Just another day in paradise
Saturday, January 05, 2008
I've been working pretty had and making pretty good choices for the most part. I have actually seen 218 on the scale. I'm pretty happy about that, but with weight fluctuations I'm still seeing 220 also. I can't wait to never see 220 again!
I've been going to the gym as often as I can, trying for 4 days a week, but I'm starting to think I need more than that just for my own sanity.
I went to the dr yesterday because I have been feeling nauseous for the last 3 weeks and it's either pregancy or anxiety. We did a blood test for the pregancy so I will find out on Monday about that, if not then it's anxiety. I have a feeling it will be anxiety. I feel it right now. :(
I started thinking about all the things I have been through in the last year and I can see why I would have anxiety now. I accepted a new job and moved from Oregon to Arizona. I lost that job. I was out of work for 6 months. I met a great guy. We moved in together. I got a pretty good paying job, but I don't have a ton to do when I'm at work. We moved to another house. I got engaged. My fiance has a daughter so we have to deal with his immature selfish ex all the time. We fight a lot because of how he deals with her so I'm scared about our relationship and if the wedding will really happen. That's a lot to deal with all in one year. And trying to lose weight on top of it.

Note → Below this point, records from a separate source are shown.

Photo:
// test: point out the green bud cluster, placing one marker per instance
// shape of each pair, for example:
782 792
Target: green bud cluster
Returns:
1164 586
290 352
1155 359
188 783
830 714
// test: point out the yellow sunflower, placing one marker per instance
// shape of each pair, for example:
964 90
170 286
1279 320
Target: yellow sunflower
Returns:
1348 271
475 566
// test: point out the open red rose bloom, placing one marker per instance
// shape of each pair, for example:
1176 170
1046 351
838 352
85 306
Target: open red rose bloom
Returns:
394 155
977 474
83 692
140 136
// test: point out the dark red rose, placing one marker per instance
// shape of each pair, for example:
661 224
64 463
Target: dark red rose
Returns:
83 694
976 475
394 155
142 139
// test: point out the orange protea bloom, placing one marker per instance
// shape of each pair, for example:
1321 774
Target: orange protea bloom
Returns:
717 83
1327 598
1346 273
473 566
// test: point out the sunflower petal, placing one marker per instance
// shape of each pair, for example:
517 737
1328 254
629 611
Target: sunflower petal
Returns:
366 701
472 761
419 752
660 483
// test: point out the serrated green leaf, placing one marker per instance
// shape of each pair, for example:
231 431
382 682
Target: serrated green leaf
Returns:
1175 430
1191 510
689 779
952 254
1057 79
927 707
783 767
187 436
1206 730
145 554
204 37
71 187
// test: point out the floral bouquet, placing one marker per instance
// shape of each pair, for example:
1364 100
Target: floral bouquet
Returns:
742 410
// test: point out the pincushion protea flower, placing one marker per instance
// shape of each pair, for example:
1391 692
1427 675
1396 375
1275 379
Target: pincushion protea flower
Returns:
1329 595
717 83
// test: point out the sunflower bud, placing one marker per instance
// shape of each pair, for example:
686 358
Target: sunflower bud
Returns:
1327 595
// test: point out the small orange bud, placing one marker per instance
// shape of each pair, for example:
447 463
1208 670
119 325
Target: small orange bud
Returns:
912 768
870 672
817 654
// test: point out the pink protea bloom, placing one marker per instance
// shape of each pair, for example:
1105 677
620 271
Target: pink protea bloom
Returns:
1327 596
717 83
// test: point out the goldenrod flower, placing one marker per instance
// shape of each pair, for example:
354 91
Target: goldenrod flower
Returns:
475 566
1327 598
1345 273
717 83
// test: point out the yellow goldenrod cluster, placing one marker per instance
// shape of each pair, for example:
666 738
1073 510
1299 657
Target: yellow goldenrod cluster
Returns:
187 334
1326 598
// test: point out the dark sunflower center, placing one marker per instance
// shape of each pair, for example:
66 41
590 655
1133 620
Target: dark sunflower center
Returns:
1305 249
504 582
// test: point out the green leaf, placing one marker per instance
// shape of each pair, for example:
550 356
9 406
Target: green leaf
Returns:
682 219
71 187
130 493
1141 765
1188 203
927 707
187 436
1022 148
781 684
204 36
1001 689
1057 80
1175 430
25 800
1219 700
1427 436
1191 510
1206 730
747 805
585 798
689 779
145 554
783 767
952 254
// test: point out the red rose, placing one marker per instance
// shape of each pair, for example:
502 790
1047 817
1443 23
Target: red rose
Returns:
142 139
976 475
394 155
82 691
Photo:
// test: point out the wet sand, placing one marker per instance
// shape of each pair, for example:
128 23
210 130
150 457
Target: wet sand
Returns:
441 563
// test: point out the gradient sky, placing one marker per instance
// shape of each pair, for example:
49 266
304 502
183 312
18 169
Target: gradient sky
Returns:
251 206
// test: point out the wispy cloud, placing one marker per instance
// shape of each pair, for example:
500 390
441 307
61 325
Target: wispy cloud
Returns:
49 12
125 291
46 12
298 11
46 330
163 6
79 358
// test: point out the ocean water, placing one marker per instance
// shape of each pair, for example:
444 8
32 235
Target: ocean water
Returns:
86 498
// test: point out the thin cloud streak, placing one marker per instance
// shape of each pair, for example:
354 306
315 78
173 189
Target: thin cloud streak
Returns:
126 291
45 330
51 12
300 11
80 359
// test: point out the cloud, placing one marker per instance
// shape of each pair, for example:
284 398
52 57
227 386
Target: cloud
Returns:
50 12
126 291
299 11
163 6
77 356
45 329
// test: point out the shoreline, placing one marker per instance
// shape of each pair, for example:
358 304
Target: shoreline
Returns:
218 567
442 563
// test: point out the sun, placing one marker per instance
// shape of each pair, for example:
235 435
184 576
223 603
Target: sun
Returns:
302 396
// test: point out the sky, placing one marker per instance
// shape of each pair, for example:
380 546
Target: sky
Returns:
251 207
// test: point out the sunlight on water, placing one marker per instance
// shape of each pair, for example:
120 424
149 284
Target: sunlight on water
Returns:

But I do have to say that the drama that I deal with because of the ex makes me more motivated to work out - or at least work out longer. Somedays I could go forever just to get my frustrations out.
I've been trying to find some ways to deal with the anxiety, but I'm not sure. I worked out today and sat in the steam room and I feel more anxious now than I did this morning. Not sure why - maybe because my fiance has to go pick up his daughter from his ex today. I hate the stress!!!!
I am determined to lose the weight though, hopefully that will help with my anxiety as well.